Revoca has been no exception and one of
the things I've been currently obsessing about is presenting 76
Patrons-like variability when it comes to some of the mysteries of
Revoca Town, the mythical wilderness and Great Aviary (big dungeon)
nearby.
Example, one of the abiding mysteries
for more than a year was why the local ruling family (the Morvnas)
has had only female heirs for 17 generations. The party in the
original campaign became quite tight with the teenaged current Lady
of the castle, living under her staircase and tempted by the tripled
locked steel door leading down into the underworks.

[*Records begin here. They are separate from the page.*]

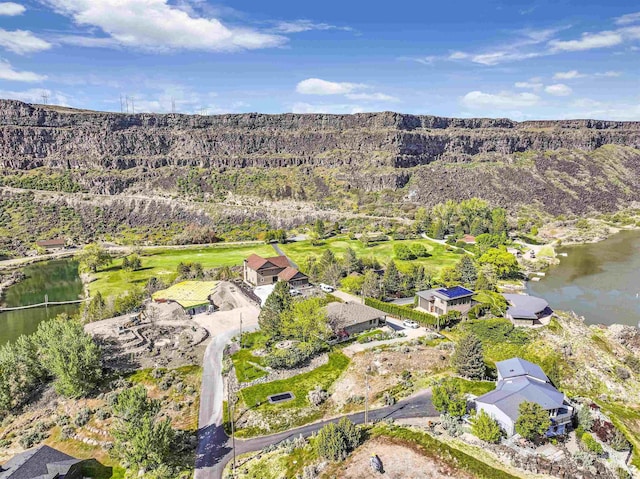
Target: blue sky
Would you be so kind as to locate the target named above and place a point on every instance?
(523, 60)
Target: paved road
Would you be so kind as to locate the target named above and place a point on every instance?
(218, 452)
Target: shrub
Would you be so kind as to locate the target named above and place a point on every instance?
(317, 396)
(451, 425)
(618, 442)
(486, 428)
(403, 312)
(335, 441)
(585, 418)
(82, 417)
(591, 444)
(622, 373)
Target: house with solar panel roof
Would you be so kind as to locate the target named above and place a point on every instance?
(441, 301)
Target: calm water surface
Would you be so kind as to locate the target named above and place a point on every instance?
(599, 281)
(58, 279)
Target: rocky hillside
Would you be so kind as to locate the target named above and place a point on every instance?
(385, 162)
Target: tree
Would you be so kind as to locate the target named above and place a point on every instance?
(318, 228)
(332, 274)
(486, 428)
(140, 438)
(331, 443)
(467, 271)
(505, 263)
(352, 263)
(353, 284)
(392, 281)
(95, 310)
(447, 398)
(335, 441)
(70, 355)
(371, 285)
(93, 257)
(533, 421)
(276, 304)
(468, 359)
(499, 221)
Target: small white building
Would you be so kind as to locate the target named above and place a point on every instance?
(519, 381)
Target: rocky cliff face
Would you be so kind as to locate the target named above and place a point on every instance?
(33, 136)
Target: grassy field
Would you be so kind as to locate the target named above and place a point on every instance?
(162, 264)
(383, 252)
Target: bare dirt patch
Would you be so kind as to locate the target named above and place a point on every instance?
(400, 460)
(386, 367)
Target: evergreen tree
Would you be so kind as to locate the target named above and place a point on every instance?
(70, 355)
(392, 280)
(277, 303)
(468, 359)
(467, 271)
(486, 428)
(533, 421)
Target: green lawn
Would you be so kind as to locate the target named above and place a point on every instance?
(245, 371)
(383, 252)
(299, 385)
(113, 281)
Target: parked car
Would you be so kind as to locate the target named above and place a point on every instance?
(409, 323)
(326, 288)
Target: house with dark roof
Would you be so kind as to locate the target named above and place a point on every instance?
(525, 310)
(350, 318)
(42, 462)
(520, 381)
(259, 271)
(444, 300)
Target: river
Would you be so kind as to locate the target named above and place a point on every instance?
(600, 281)
(57, 279)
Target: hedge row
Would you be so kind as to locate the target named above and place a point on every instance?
(403, 312)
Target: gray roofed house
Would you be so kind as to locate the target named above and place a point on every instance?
(441, 301)
(525, 310)
(350, 318)
(42, 462)
(520, 381)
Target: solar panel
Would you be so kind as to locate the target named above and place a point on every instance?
(455, 292)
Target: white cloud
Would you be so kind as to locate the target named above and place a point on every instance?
(559, 89)
(35, 95)
(297, 26)
(530, 85)
(570, 75)
(628, 18)
(588, 41)
(458, 55)
(609, 74)
(499, 101)
(8, 73)
(371, 97)
(155, 25)
(316, 86)
(11, 9)
(22, 42)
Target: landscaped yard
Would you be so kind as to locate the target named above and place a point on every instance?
(383, 252)
(162, 264)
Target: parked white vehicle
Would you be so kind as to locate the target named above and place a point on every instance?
(409, 323)
(326, 288)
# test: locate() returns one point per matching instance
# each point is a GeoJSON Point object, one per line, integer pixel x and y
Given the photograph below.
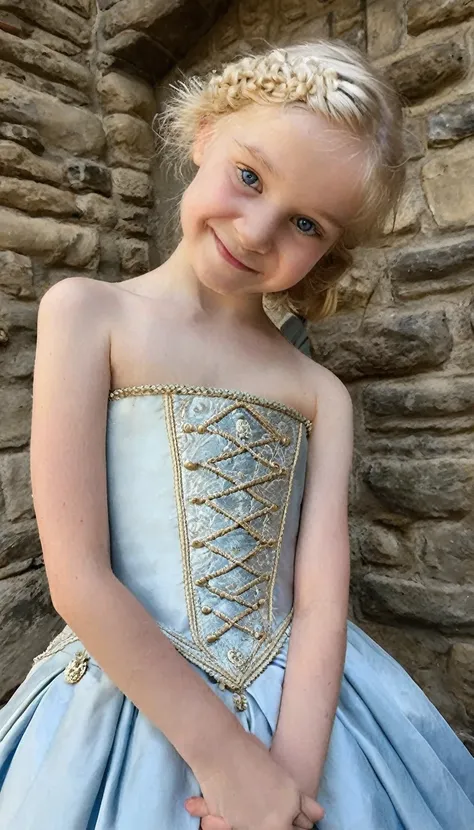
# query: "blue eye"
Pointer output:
{"type": "Point", "coordinates": [306, 226]}
{"type": "Point", "coordinates": [248, 177]}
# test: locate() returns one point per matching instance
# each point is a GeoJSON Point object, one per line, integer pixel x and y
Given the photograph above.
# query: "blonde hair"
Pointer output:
{"type": "Point", "coordinates": [329, 78]}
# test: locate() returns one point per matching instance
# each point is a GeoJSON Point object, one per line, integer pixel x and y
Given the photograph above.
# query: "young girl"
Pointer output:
{"type": "Point", "coordinates": [190, 472]}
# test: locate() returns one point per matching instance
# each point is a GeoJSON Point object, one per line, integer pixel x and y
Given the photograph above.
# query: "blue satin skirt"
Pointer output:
{"type": "Point", "coordinates": [82, 757]}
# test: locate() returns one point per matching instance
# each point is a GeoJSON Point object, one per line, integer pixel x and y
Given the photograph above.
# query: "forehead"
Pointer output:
{"type": "Point", "coordinates": [312, 160]}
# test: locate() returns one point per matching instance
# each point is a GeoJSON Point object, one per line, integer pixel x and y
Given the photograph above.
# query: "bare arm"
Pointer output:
{"type": "Point", "coordinates": [71, 384]}
{"type": "Point", "coordinates": [318, 639]}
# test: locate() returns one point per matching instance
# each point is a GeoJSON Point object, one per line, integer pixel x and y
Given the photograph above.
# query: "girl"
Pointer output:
{"type": "Point", "coordinates": [190, 471]}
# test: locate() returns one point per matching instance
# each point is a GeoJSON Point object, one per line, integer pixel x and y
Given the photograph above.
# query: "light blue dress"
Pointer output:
{"type": "Point", "coordinates": [205, 489]}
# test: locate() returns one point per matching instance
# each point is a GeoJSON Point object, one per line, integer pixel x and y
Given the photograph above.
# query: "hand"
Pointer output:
{"type": "Point", "coordinates": [196, 806]}
{"type": "Point", "coordinates": [250, 791]}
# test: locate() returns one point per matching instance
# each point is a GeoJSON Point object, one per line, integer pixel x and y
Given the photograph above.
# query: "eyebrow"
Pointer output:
{"type": "Point", "coordinates": [257, 153]}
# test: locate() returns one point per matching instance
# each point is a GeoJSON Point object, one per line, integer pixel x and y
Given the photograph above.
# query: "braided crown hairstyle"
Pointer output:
{"type": "Point", "coordinates": [331, 79]}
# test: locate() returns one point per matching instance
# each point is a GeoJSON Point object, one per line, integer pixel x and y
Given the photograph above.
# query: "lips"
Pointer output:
{"type": "Point", "coordinates": [226, 254]}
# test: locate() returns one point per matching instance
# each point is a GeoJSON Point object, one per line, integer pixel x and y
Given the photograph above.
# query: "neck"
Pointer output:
{"type": "Point", "coordinates": [178, 277]}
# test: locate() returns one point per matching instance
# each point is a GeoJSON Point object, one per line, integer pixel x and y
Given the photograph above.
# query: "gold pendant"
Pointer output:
{"type": "Point", "coordinates": [77, 668]}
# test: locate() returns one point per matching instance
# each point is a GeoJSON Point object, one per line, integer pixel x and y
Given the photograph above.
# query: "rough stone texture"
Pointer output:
{"type": "Point", "coordinates": [27, 136]}
{"type": "Point", "coordinates": [37, 198]}
{"type": "Point", "coordinates": [422, 14]}
{"type": "Point", "coordinates": [450, 607]}
{"type": "Point", "coordinates": [26, 617]}
{"type": "Point", "coordinates": [131, 185]}
{"type": "Point", "coordinates": [19, 162]}
{"type": "Point", "coordinates": [15, 482]}
{"type": "Point", "coordinates": [430, 68]}
{"type": "Point", "coordinates": [54, 241]}
{"type": "Point", "coordinates": [70, 128]}
{"type": "Point", "coordinates": [52, 17]}
{"type": "Point", "coordinates": [434, 489]}
{"type": "Point", "coordinates": [390, 344]}
{"type": "Point", "coordinates": [134, 256]}
{"type": "Point", "coordinates": [16, 273]}
{"type": "Point", "coordinates": [50, 63]}
{"type": "Point", "coordinates": [122, 93]}
{"type": "Point", "coordinates": [452, 122]}
{"type": "Point", "coordinates": [129, 142]}
{"type": "Point", "coordinates": [447, 180]}
{"type": "Point", "coordinates": [404, 338]}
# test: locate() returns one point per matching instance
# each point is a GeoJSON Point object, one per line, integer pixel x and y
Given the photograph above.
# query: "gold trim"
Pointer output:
{"type": "Point", "coordinates": [209, 391]}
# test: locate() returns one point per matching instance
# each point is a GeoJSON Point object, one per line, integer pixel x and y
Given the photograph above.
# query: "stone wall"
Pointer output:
{"type": "Point", "coordinates": [76, 102]}
{"type": "Point", "coordinates": [403, 337]}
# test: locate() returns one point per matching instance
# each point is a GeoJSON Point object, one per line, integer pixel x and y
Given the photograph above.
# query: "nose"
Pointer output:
{"type": "Point", "coordinates": [256, 230]}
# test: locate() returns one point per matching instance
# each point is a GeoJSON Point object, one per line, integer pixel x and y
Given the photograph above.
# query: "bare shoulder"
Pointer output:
{"type": "Point", "coordinates": [80, 297]}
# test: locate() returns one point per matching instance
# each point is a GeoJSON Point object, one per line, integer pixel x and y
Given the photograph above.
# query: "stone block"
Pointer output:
{"type": "Point", "coordinates": [57, 44]}
{"type": "Point", "coordinates": [414, 138]}
{"type": "Point", "coordinates": [450, 607]}
{"type": "Point", "coordinates": [132, 185]}
{"type": "Point", "coordinates": [447, 550]}
{"type": "Point", "coordinates": [83, 174]}
{"type": "Point", "coordinates": [18, 162]}
{"type": "Point", "coordinates": [461, 670]}
{"type": "Point", "coordinates": [16, 273]}
{"type": "Point", "coordinates": [33, 81]}
{"type": "Point", "coordinates": [56, 242]}
{"type": "Point", "coordinates": [34, 197]}
{"type": "Point", "coordinates": [451, 123]}
{"type": "Point", "coordinates": [392, 343]}
{"type": "Point", "coordinates": [437, 488]}
{"type": "Point", "coordinates": [424, 14]}
{"type": "Point", "coordinates": [175, 25]}
{"type": "Point", "coordinates": [16, 416]}
{"type": "Point", "coordinates": [121, 93]}
{"type": "Point", "coordinates": [49, 63]}
{"type": "Point", "coordinates": [48, 15]}
{"type": "Point", "coordinates": [420, 398]}
{"type": "Point", "coordinates": [14, 25]}
{"type": "Point", "coordinates": [447, 181]}
{"type": "Point", "coordinates": [133, 219]}
{"type": "Point", "coordinates": [26, 136]}
{"type": "Point", "coordinates": [97, 209]}
{"type": "Point", "coordinates": [16, 486]}
{"type": "Point", "coordinates": [379, 545]}
{"type": "Point", "coordinates": [82, 7]}
{"type": "Point", "coordinates": [384, 27]}
{"type": "Point", "coordinates": [138, 50]}
{"type": "Point", "coordinates": [428, 69]}
{"type": "Point", "coordinates": [129, 142]}
{"type": "Point", "coordinates": [28, 622]}
{"type": "Point", "coordinates": [134, 256]}
{"type": "Point", "coordinates": [73, 129]}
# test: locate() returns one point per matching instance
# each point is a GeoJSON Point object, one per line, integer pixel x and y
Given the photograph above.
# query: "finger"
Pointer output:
{"type": "Point", "coordinates": [311, 809]}
{"type": "Point", "coordinates": [214, 823]}
{"type": "Point", "coordinates": [303, 821]}
{"type": "Point", "coordinates": [196, 806]}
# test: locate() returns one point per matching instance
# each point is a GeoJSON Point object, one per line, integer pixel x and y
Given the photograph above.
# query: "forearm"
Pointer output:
{"type": "Point", "coordinates": [310, 695]}
{"type": "Point", "coordinates": [130, 648]}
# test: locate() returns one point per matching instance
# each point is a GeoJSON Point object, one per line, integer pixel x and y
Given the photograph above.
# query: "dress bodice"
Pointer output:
{"type": "Point", "coordinates": [204, 491]}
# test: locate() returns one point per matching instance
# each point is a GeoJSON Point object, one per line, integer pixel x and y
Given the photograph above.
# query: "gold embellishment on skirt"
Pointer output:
{"type": "Point", "coordinates": [76, 669]}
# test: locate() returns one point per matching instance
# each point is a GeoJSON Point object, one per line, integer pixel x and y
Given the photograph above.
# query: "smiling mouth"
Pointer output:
{"type": "Point", "coordinates": [225, 254]}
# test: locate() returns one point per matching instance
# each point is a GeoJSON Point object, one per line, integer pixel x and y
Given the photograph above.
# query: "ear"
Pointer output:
{"type": "Point", "coordinates": [201, 141]}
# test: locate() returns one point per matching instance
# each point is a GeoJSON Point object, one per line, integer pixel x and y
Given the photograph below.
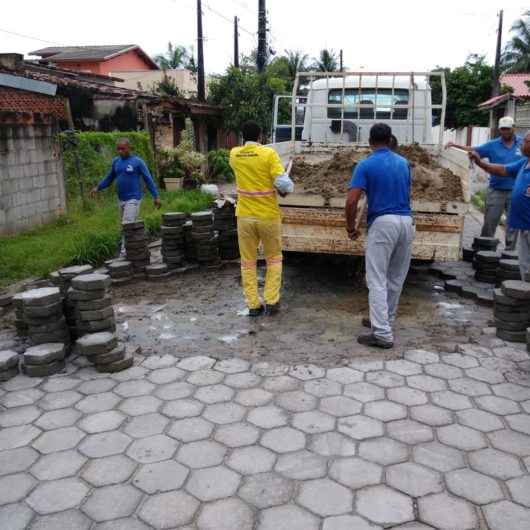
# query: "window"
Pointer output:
{"type": "Point", "coordinates": [382, 106]}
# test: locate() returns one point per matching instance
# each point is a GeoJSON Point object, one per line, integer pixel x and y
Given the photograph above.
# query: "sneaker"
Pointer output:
{"type": "Point", "coordinates": [375, 342]}
{"type": "Point", "coordinates": [272, 309]}
{"type": "Point", "coordinates": [256, 312]}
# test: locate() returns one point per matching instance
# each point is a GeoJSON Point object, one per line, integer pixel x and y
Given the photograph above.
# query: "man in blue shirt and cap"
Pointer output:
{"type": "Point", "coordinates": [519, 216]}
{"type": "Point", "coordinates": [385, 178]}
{"type": "Point", "coordinates": [502, 150]}
{"type": "Point", "coordinates": [129, 171]}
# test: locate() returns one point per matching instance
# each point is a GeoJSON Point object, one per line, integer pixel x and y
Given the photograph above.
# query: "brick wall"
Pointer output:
{"type": "Point", "coordinates": [12, 99]}
{"type": "Point", "coordinates": [31, 176]}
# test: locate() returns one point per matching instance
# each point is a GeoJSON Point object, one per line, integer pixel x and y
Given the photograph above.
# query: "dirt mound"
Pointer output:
{"type": "Point", "coordinates": [331, 177]}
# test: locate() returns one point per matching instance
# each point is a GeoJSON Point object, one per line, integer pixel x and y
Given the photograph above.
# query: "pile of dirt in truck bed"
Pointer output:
{"type": "Point", "coordinates": [331, 177]}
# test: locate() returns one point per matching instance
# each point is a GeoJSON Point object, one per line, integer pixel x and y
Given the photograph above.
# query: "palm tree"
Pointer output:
{"type": "Point", "coordinates": [175, 57]}
{"type": "Point", "coordinates": [327, 61]}
{"type": "Point", "coordinates": [296, 62]}
{"type": "Point", "coordinates": [516, 56]}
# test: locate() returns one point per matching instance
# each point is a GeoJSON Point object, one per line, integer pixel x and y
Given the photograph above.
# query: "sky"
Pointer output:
{"type": "Point", "coordinates": [386, 36]}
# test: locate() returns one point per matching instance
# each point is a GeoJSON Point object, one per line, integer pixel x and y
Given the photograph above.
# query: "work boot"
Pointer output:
{"type": "Point", "coordinates": [375, 342]}
{"type": "Point", "coordinates": [272, 309]}
{"type": "Point", "coordinates": [256, 312]}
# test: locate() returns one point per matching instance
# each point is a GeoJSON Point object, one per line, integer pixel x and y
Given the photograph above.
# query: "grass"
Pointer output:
{"type": "Point", "coordinates": [83, 236]}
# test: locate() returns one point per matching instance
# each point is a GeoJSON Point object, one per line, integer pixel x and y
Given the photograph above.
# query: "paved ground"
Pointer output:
{"type": "Point", "coordinates": [441, 438]}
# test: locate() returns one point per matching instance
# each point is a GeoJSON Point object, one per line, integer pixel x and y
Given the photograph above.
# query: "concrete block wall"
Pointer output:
{"type": "Point", "coordinates": [32, 190]}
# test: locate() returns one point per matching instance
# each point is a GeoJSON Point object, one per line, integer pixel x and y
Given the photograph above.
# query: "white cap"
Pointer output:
{"type": "Point", "coordinates": [506, 122]}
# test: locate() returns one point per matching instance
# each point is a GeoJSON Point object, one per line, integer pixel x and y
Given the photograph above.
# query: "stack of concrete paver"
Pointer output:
{"type": "Point", "coordinates": [121, 271]}
{"type": "Point", "coordinates": [173, 239]}
{"type": "Point", "coordinates": [8, 364]}
{"type": "Point", "coordinates": [44, 359]}
{"type": "Point", "coordinates": [94, 310]}
{"type": "Point", "coordinates": [226, 225]}
{"type": "Point", "coordinates": [44, 316]}
{"type": "Point", "coordinates": [486, 264]}
{"type": "Point", "coordinates": [204, 237]}
{"type": "Point", "coordinates": [512, 310]}
{"type": "Point", "coordinates": [508, 270]}
{"type": "Point", "coordinates": [105, 352]}
{"type": "Point", "coordinates": [136, 246]}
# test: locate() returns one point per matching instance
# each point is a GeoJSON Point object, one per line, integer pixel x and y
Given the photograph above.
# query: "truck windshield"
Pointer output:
{"type": "Point", "coordinates": [381, 105]}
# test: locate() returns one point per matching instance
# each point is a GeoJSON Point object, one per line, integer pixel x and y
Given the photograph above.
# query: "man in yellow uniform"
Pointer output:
{"type": "Point", "coordinates": [260, 175]}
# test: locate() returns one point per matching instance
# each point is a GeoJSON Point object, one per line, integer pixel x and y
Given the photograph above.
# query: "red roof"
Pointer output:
{"type": "Point", "coordinates": [517, 83]}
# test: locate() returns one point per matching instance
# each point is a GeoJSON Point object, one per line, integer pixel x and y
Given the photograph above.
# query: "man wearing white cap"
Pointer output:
{"type": "Point", "coordinates": [502, 150]}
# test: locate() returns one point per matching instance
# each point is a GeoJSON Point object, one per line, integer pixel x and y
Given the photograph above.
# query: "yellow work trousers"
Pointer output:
{"type": "Point", "coordinates": [251, 231]}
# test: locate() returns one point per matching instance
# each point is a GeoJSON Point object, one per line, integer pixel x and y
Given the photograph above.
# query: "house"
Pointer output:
{"type": "Point", "coordinates": [100, 60]}
{"type": "Point", "coordinates": [514, 102]}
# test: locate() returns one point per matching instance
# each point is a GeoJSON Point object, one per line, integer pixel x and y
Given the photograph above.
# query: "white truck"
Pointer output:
{"type": "Point", "coordinates": [332, 111]}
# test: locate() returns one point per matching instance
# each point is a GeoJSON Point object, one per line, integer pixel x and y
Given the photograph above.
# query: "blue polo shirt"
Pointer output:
{"type": "Point", "coordinates": [519, 216]}
{"type": "Point", "coordinates": [497, 153]}
{"type": "Point", "coordinates": [385, 178]}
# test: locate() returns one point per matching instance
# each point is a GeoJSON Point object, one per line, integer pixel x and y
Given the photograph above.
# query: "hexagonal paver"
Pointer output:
{"type": "Point", "coordinates": [112, 502]}
{"type": "Point", "coordinates": [473, 486]}
{"type": "Point", "coordinates": [446, 512]}
{"type": "Point", "coordinates": [152, 449]}
{"type": "Point", "coordinates": [325, 497]}
{"type": "Point", "coordinates": [237, 434]}
{"type": "Point", "coordinates": [203, 453]}
{"type": "Point", "coordinates": [267, 417]}
{"type": "Point", "coordinates": [58, 465]}
{"type": "Point", "coordinates": [108, 470]}
{"type": "Point", "coordinates": [213, 483]}
{"type": "Point", "coordinates": [495, 463]}
{"type": "Point", "coordinates": [146, 425]}
{"type": "Point", "coordinates": [14, 488]}
{"type": "Point", "coordinates": [355, 472]}
{"type": "Point", "coordinates": [108, 420]}
{"type": "Point", "coordinates": [251, 460]}
{"type": "Point", "coordinates": [413, 479]}
{"type": "Point", "coordinates": [503, 515]}
{"type": "Point", "coordinates": [288, 517]}
{"type": "Point", "coordinates": [168, 510]}
{"type": "Point", "coordinates": [438, 456]}
{"type": "Point", "coordinates": [57, 495]}
{"type": "Point", "coordinates": [301, 465]}
{"type": "Point", "coordinates": [360, 427]}
{"type": "Point", "coordinates": [266, 489]}
{"type": "Point", "coordinates": [191, 429]}
{"type": "Point", "coordinates": [104, 444]}
{"type": "Point", "coordinates": [384, 451]}
{"type": "Point", "coordinates": [364, 392]}
{"type": "Point", "coordinates": [161, 476]}
{"type": "Point", "coordinates": [58, 440]}
{"type": "Point", "coordinates": [384, 505]}
{"type": "Point", "coordinates": [283, 439]}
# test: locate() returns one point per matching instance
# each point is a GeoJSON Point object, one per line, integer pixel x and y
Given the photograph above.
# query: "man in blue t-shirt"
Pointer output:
{"type": "Point", "coordinates": [519, 216]}
{"type": "Point", "coordinates": [128, 171]}
{"type": "Point", "coordinates": [502, 150]}
{"type": "Point", "coordinates": [385, 178]}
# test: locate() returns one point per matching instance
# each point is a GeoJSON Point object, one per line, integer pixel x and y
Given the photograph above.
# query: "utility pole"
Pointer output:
{"type": "Point", "coordinates": [495, 90]}
{"type": "Point", "coordinates": [262, 36]}
{"type": "Point", "coordinates": [201, 93]}
{"type": "Point", "coordinates": [236, 43]}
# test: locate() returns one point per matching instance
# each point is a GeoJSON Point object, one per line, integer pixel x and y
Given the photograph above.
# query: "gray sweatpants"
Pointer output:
{"type": "Point", "coordinates": [498, 202]}
{"type": "Point", "coordinates": [524, 253]}
{"type": "Point", "coordinates": [129, 211]}
{"type": "Point", "coordinates": [388, 253]}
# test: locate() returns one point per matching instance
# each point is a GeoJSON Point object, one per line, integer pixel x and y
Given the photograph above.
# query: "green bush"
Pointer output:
{"type": "Point", "coordinates": [219, 166]}
{"type": "Point", "coordinates": [96, 151]}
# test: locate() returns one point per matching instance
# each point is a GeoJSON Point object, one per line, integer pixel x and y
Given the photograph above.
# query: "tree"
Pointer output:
{"type": "Point", "coordinates": [326, 62]}
{"type": "Point", "coordinates": [516, 55]}
{"type": "Point", "coordinates": [467, 87]}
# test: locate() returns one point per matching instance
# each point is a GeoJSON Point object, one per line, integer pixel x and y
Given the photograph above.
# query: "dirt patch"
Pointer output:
{"type": "Point", "coordinates": [331, 177]}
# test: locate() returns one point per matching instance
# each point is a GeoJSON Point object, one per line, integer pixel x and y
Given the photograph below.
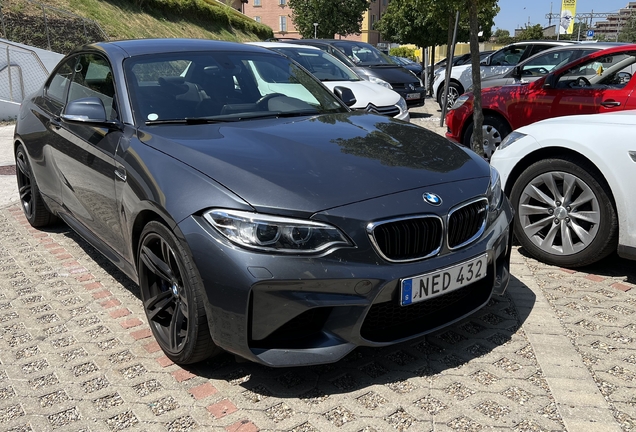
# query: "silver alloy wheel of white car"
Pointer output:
{"type": "Point", "coordinates": [559, 213]}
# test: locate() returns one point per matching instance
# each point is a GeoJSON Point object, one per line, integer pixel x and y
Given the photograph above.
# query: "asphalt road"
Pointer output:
{"type": "Point", "coordinates": [557, 352]}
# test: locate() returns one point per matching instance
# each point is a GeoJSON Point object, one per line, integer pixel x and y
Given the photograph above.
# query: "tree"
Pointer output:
{"type": "Point", "coordinates": [628, 30]}
{"type": "Point", "coordinates": [333, 17]}
{"type": "Point", "coordinates": [502, 36]}
{"type": "Point", "coordinates": [426, 22]}
{"type": "Point", "coordinates": [534, 32]}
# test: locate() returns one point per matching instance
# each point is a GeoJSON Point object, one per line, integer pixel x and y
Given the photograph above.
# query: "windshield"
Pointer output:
{"type": "Point", "coordinates": [322, 65]}
{"type": "Point", "coordinates": [363, 54]}
{"type": "Point", "coordinates": [222, 86]}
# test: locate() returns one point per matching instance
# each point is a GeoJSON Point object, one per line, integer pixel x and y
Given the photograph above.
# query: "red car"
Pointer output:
{"type": "Point", "coordinates": [599, 82]}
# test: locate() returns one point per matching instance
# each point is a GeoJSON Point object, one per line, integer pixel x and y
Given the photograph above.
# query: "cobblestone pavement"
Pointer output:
{"type": "Point", "coordinates": [557, 352]}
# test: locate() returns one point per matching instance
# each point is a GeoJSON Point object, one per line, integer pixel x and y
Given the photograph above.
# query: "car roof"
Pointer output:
{"type": "Point", "coordinates": [281, 45]}
{"type": "Point", "coordinates": [135, 47]}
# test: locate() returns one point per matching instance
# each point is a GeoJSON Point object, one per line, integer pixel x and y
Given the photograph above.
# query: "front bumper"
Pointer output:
{"type": "Point", "coordinates": [456, 121]}
{"type": "Point", "coordinates": [412, 103]}
{"type": "Point", "coordinates": [291, 311]}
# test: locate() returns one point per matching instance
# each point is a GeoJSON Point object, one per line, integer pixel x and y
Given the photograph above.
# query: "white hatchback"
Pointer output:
{"type": "Point", "coordinates": [570, 181]}
{"type": "Point", "coordinates": [370, 97]}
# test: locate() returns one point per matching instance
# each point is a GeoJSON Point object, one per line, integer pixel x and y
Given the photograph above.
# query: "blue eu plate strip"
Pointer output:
{"type": "Point", "coordinates": [407, 296]}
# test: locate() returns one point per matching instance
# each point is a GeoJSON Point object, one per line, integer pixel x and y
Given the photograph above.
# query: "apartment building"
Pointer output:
{"type": "Point", "coordinates": [277, 15]}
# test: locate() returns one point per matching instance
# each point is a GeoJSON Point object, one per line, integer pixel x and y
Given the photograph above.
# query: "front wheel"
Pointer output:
{"type": "Point", "coordinates": [30, 198]}
{"type": "Point", "coordinates": [455, 90]}
{"type": "Point", "coordinates": [173, 295]}
{"type": "Point", "coordinates": [564, 215]}
{"type": "Point", "coordinates": [494, 130]}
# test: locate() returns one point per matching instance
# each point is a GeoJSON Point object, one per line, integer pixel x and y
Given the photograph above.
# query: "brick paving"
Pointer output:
{"type": "Point", "coordinates": [556, 352]}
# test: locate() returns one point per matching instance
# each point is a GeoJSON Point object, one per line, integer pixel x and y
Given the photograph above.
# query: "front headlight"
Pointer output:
{"type": "Point", "coordinates": [402, 105]}
{"type": "Point", "coordinates": [275, 234]}
{"type": "Point", "coordinates": [511, 138]}
{"type": "Point", "coordinates": [495, 194]}
{"type": "Point", "coordinates": [460, 101]}
{"type": "Point", "coordinates": [381, 82]}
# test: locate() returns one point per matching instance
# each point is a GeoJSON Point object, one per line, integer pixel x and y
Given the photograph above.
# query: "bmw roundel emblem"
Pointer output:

That's how it worked in the campaign
but in the published manuscript I am working to weave in “but wait
it get's worse” scenarios (and a few better). So on a roll or DM
choice of say one it's just a simple run of incredibly improbable bad
luck, the males die in childbirth with an escalation up the “oh
it's getting worse” scale to a very dark and dangerous roll on the
six. Each “mystery path” in turn has some effect on the adventure
locales so a party going to the Tarn Tomb of Morvna (small dungeon in
the lake) will encounter a few markedly different rooms/themes.
It's a fun way to play with things and
I am enjoying its execution. I have a feeling that it will be used
more and more at my own table as I develop new material.